One big contest is the race for the 18th Judicial District, a competitive constituency that's made up of Arapahoe and Douglas Counties in the southern Denver suburbs and Elbert, and Lincoln Counties in the more rural eastern part of the state. (Colorado has 22 different judicial districts, and the only one that's located entirely in one county is the 2nd District in Denver.)
Republican incumbent George Brauchler is retiring after eight years in office, a move that comes two years after he lost the contest for attorney general 52-45 to Democrat Phil Weiser; longtime Digest readers may also remember Brauchler as the dude that national Republicans unsuccessfully tried to recruit to take on Sen. Michael Bennet in 2015.
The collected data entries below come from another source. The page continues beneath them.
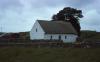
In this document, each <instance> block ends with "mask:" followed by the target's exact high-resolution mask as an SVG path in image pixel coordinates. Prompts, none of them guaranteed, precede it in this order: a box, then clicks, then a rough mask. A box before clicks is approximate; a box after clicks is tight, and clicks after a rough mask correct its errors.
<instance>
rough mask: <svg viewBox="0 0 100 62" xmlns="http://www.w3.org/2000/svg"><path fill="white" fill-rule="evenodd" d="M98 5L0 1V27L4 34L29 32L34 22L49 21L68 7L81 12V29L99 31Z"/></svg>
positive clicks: (66, 1)
mask: <svg viewBox="0 0 100 62" xmlns="http://www.w3.org/2000/svg"><path fill="white" fill-rule="evenodd" d="M99 3H100V1H99V0H95V1H94V0H0V25H2V27H3V28H4V29H3V31H6V32H19V31H30V29H31V28H32V26H33V24H34V22H35V20H37V19H46V20H50V19H51V17H52V15H53V14H56V13H58V12H59V10H61V9H63V8H64V7H68V6H70V7H74V8H77V9H81V10H82V11H83V15H84V18H83V19H81V20H82V21H81V22H80V23H81V27H82V29H96V30H98V31H100V29H98V28H100V25H99V23H97V22H99V20H100V18H99V17H100V9H99V8H100V6H99ZM96 26H97V27H96Z"/></svg>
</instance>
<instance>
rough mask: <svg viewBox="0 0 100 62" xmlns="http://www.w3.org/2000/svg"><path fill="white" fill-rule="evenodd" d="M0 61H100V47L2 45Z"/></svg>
mask: <svg viewBox="0 0 100 62" xmlns="http://www.w3.org/2000/svg"><path fill="white" fill-rule="evenodd" d="M0 62H100V48H32V47H2V48H0Z"/></svg>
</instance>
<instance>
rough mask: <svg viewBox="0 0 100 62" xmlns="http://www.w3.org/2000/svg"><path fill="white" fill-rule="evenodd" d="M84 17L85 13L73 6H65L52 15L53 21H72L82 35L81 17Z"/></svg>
mask: <svg viewBox="0 0 100 62" xmlns="http://www.w3.org/2000/svg"><path fill="white" fill-rule="evenodd" d="M82 17H83V15H82V11H81V10H77V9H75V8H71V7H65V8H64V9H63V10H60V11H59V13H57V14H55V15H53V16H52V21H66V22H70V23H71V24H72V25H73V27H74V28H75V30H76V31H77V33H78V35H79V36H80V29H81V27H80V23H79V19H80V18H82Z"/></svg>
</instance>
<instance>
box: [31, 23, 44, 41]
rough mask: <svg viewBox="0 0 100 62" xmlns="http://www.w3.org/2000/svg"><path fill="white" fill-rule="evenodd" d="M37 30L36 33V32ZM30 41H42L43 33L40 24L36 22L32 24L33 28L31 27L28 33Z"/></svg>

The Democratic nominee is Amy Padden, who is a prosecutor in another jurisdiction, while the GOP is fielding John Kellner, who serves as Brauchler's chief deputy. Padden supports the state's recent death penalty repeal and is arguing there are "too many life sentences" in the state, while Kellner has campaigned on a far more conservative platform that includes support for capital punishment.
This district, which is home to a sixth of the state's residents, supported Donald Trump 45.8-45.6 in 2016, though Democrat Jared Polis took it 50-47 in the 2018 contest for governor. Brauchler, for his part, also won 50-47 here during his statewide campaign last cycle.
Another seat to watch is the contest to succeed retiring Republican incumbent Peter Weir in the 1st District, which consists of Jefferson and Gilpin Counties. This seat, which is also located in the western Denver area, went for Clinton and Polis 49-42 and 54-42, respectively. Democrats are running former prosecutor Alexis King, while the GOP nominee is another chief deputy, Matthew Durkin. King has called for the state to "minimize the criminalization of addiction," while Durkin has opposed reducing drug penalties.
We also have an open GOP-held post in the 8th District in the Fort Collins area. This seat, which is made up of Jackson and Larimer Counties, narrowly went for Clinton 47-43 while Polis, who represented most of it in Congress, carried it 55-42 last cycle. The Democratic nominee is former prosecutor Gordon McLaughlin while Republicans are running Mitch Murray, who serves as chief deputy to retiring incumbent Cliff Riedel. McLaughlin opposes expanding the local jail, arguing the money should be spent for initiatives like "substance abuse and mental health treatment," while Murray backs the project.
Nichanian also gives us a rundown on the contest to succeed retiring Democratic incumbent Dave Young in the 17th District, which is home to Adams and Broomfield Counties in the northern Denver suburbs. Young attracted plenty of scorn when he refused to file charges in the case of Elijah McClain, a Black man who died last year after an Aurora police officer placed him in a chokehold. However, Nichanian writes that neither Democrat Brian Mason nor Republican Tim McCormack, who both work as prosecutors, "are willing to discuss the specifics of the case and what, if anything, they would have done differently during it."
Mason told The Appeal that he did support many aspects of the criminal justice package passed by the Democratic legislature this year in response to George Floyd's death in Minneapolis, though he was wary about many other proposed reforms. McCormack, who has the support of the state and local police unions, did not comment. The district supported Clinton and Polis 50-41 and 55-40, respectively.